Speier notes how the the regulation could encourage more plan sponsors to offer HSAs, as many were hesitant in the past due to their restrictions. Instead, employers would adopt health reimbursement arrangements (HRAs), which did not hold the same constraints.
“With an HRA, the employee cannot save for retirement,” he adds. “One of the big advantages is, if we can get more employers to adopt HSAs, then most can save for retirement instead.”

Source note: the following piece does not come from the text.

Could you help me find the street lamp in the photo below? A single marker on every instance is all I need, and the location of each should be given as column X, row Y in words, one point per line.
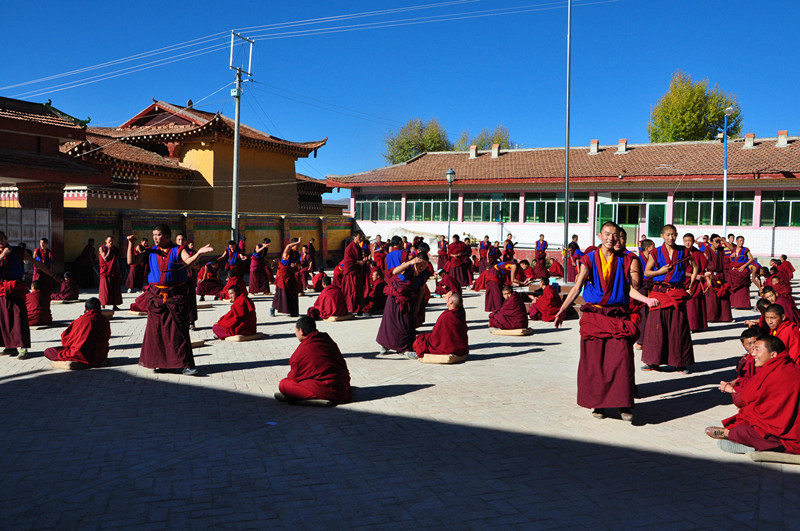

Adding to its savings advantages, HSAs are 100% tax-free and can stash dollars without taxation, advantages that may gain traction among plan sponsors and workers given the latest guidance. According to a 2018 Willis Towers Watson survey, 69% of employees chose not to enroll into an HSA because they didn’t see the benefit, understand HSAs or take the time to learn about them. Speier mentions how the IRS guidance and recent bill could shift this attitude towards the savings vehicle.
“Even basic concepts on HSAs aren’t necessarily understood by employees,” he says. “It’s giving them those tools and resources to understand that.”